İBB Meclisi temmuz ayı toplantısında konuşan Başkan Yılmaz, CHP'li İBB yönetiminin İstanbul'a yeni halk plajları ve piknik alanları kazandıramadığını ifade etti. Başkan Volkan Yılmaz ayrıca sinek ve uçkunla mücadelede yetersiz kalan İBB'nin yetkiyi bir an önce ilçe belediyelerine devretmesi gerektiğini söyledi.
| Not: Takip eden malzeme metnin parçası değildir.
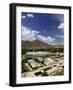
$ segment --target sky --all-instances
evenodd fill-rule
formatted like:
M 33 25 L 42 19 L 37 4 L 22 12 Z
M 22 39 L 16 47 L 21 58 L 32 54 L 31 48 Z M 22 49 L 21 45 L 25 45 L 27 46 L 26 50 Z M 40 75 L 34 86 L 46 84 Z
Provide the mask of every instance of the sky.
M 63 45 L 64 15 L 49 13 L 21 13 L 21 40 Z

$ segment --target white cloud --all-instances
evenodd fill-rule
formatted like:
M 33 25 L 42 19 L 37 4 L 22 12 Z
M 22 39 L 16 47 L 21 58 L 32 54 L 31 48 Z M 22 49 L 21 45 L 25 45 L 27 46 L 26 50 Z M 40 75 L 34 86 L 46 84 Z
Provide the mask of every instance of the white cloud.
M 36 35 L 39 32 L 36 30 L 31 30 L 30 28 L 22 26 L 22 40 L 24 41 L 33 41 L 36 39 Z
M 22 16 L 21 18 L 26 18 L 26 16 Z
M 51 36 L 48 36 L 48 37 L 47 37 L 47 40 L 48 40 L 49 42 L 53 42 L 53 41 L 55 41 L 55 38 L 52 38 Z
M 55 35 L 58 38 L 64 38 L 64 35 Z
M 38 34 L 39 32 L 36 30 L 32 30 L 32 33 Z
M 51 36 L 46 37 L 46 36 L 40 35 L 38 31 L 31 30 L 30 28 L 22 26 L 22 40 L 23 41 L 40 40 L 45 43 L 52 43 L 55 41 L 55 38 L 52 38 Z
M 31 18 L 33 18 L 34 15 L 33 15 L 33 14 L 27 14 L 27 17 L 31 17 Z
M 26 16 L 21 16 L 21 18 L 25 19 L 25 18 L 34 18 L 34 15 L 33 14 L 27 14 Z
M 64 29 L 64 23 L 60 23 L 60 25 L 58 26 L 58 29 Z
M 48 44 L 55 41 L 55 38 L 52 38 L 51 36 L 45 37 L 45 36 L 42 36 L 42 35 L 38 35 L 37 39 L 41 40 L 45 43 L 48 43 Z

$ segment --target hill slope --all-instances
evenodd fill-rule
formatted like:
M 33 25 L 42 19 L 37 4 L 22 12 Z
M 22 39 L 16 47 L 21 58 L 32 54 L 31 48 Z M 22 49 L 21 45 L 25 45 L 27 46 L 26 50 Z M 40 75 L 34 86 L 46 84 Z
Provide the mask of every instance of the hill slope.
M 23 48 L 53 48 L 54 46 L 39 40 L 35 40 L 35 41 L 22 41 L 22 47 Z

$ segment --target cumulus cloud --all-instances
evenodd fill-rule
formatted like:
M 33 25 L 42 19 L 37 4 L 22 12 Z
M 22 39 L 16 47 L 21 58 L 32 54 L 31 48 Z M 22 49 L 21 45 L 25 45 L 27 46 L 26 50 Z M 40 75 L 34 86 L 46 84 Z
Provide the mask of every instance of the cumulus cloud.
M 36 30 L 31 30 L 30 28 L 22 26 L 22 40 L 24 41 L 33 41 L 36 38 L 36 35 L 39 33 Z
M 21 16 L 21 18 L 26 18 L 26 16 Z
M 60 23 L 60 25 L 58 26 L 58 29 L 64 29 L 64 23 Z
M 27 14 L 27 17 L 31 17 L 31 18 L 33 18 L 34 15 L 33 15 L 33 14 Z
M 55 38 L 52 38 L 51 36 L 43 36 L 40 35 L 37 30 L 31 30 L 30 28 L 22 26 L 22 40 L 23 41 L 34 41 L 34 40 L 40 40 L 45 43 L 51 43 L 55 41 Z
M 55 37 L 64 38 L 64 35 L 55 35 Z
M 51 36 L 45 37 L 45 36 L 42 36 L 42 35 L 38 35 L 37 38 L 38 38 L 38 40 L 41 40 L 45 43 L 51 43 L 55 40 L 55 38 L 52 38 Z
M 27 14 L 26 16 L 21 16 L 22 19 L 25 19 L 25 18 L 34 18 L 34 15 L 33 14 Z

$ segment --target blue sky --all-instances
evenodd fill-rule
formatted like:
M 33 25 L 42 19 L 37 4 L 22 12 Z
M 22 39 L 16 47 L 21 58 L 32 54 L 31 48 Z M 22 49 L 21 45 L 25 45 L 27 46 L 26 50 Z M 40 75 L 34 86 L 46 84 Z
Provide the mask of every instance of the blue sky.
M 22 40 L 64 44 L 64 15 L 21 13 Z

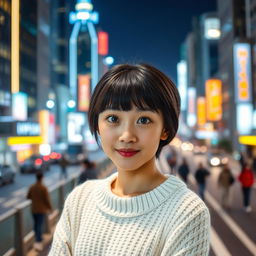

İstanbul Büyükşehir Belediyesi (İBB) meclisi temmuz ayı toplantısının 1. oturumu meclis üyelerinin katılımıyla gerçekleştirildi. Toplantıda Milliyetçi Hareket Partisi (MHP) Grubu adına söz alan MHP Grup Başkanvekili ve Silivri Belediye Başkanı Volkan Yılmaz'ın gündeminde İBB'nin sosyal belediyecilik anlayışı vardı. İBB'nin İstanbul'a yeni halk plajı ve piknik alanı kazandıramadığını ifade eden Başkan Yılmaz, mevcut halk plajlarındaki giriş ücretlerinin ise Bodrum ve Çeşme'deki fiyatlarla yarışır hale geldiğini söyledi. Başkan Volkan Yılmaz ayrıca, İBB'nin sinek ve uçkunla mücadelesinin yetersiz olduğuna dikkat çekerek, yetkinin bir an önce ilçe belediyelerine verilmesi gerektiğinin altını çizdi.
"İSTANBUL'DA BAZILARI AĞUSTOS BÖCEKLİĞİ YAPMAYA DEVAM EDİYOR"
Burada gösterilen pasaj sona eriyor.